Er fürchte, seine Fans würden ihn einfach nur lieben, antwortet Chilly Gonzales zu Beginn auf die Frage, ob er eine Botschaft an sie habe. Dabei sei es doch total wichtig, ihn auch zu hassen. Und zu diesem Zweck beginnt er gleich mit einer kleinen Fernhypnose von der Kinoleinwand herab. 

Hassen wird ihn zwar am Ende kaum jemand der Zuschauer, stattdessen wird er mutmaßlich unter den Kinobesuchern, die ihn bisher noch nicht kannten, viele neue Fans gewonnen haben. Selbst wenn der den eigenhändig erschaffenen Mythos vom Klaviervirtuosen erfolgreich zertrümmert. Mag sein, dass Gonzales kein im klassischen Sinne brillanter Pianist ist – weswegen er am Ende in qualvollen Etüden schwierige Akkordfolgen aus der Klavierliteratur paukt wie ein Achtjähriger.

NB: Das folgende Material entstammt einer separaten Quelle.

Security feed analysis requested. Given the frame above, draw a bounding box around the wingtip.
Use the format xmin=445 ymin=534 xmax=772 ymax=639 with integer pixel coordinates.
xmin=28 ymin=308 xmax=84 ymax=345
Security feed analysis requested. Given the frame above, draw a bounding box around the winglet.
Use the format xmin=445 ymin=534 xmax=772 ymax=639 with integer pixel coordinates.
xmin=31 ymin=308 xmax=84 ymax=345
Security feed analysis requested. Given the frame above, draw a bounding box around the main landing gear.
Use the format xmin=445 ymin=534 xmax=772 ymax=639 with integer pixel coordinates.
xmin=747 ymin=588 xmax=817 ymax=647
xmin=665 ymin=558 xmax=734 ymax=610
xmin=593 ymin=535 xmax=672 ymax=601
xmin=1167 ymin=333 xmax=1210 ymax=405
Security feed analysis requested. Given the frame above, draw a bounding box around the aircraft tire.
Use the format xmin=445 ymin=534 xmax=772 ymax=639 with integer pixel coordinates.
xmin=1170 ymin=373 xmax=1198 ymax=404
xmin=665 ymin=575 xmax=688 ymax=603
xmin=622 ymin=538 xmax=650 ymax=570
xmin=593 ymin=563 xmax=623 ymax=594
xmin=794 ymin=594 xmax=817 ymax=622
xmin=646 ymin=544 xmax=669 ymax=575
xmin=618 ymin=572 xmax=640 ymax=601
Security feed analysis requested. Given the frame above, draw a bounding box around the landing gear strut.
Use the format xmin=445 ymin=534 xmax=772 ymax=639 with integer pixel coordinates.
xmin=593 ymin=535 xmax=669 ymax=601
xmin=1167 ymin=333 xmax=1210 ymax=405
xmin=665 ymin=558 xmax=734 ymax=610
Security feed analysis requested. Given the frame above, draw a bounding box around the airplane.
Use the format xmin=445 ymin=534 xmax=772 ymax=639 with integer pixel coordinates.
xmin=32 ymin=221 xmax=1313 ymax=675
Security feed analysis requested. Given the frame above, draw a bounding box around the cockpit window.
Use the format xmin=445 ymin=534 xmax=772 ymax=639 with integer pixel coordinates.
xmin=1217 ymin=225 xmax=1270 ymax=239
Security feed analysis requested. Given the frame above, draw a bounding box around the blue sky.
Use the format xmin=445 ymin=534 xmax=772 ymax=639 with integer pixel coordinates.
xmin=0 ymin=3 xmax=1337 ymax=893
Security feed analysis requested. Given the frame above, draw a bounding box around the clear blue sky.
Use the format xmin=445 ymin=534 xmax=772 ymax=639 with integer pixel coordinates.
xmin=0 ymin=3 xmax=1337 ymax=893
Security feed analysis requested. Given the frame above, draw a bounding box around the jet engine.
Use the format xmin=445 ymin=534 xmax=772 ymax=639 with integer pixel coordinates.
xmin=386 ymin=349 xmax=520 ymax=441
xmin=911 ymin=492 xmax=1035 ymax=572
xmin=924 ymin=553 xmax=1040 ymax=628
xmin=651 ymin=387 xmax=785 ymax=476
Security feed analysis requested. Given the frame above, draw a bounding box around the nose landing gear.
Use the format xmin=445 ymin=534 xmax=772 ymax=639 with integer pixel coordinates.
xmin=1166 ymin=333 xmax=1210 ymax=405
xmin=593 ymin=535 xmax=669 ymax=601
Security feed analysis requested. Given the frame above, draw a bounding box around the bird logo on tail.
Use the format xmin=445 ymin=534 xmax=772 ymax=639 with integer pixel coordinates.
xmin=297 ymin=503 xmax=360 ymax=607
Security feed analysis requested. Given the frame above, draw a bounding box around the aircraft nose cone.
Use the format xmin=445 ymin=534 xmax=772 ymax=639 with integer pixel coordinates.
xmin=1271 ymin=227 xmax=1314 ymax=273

Dennoch treffen seine Kompositionen einen Nagel auf den Kopf – und auf der Klaviatur der Emotionen und Sympathien des Publikums ist er ein großer Maestro. 

Shut Up And Play The Piano (2018)

Der Pianist und Komponist Chilly Gonzales ist eine Ausnahmeerscheinung. Der in Kanada geborene, mittlerweile aber in Köln lebende Musiker wandelt schwerelos zwischen Pop und Klassik, U und E, Rap-Stücken und Electro, tritt am liebsten im seidenen Morgenrock auf und hat bereits mit so unterschiedlichen Musiker*innen wie Feist, Peaches, Daft Punk und Jarvis Cocker zusammengearbeitet. Shut Up and Play the Piano widmet sich einer der schillerndsten Gestalt der zeitgenössischen Musik.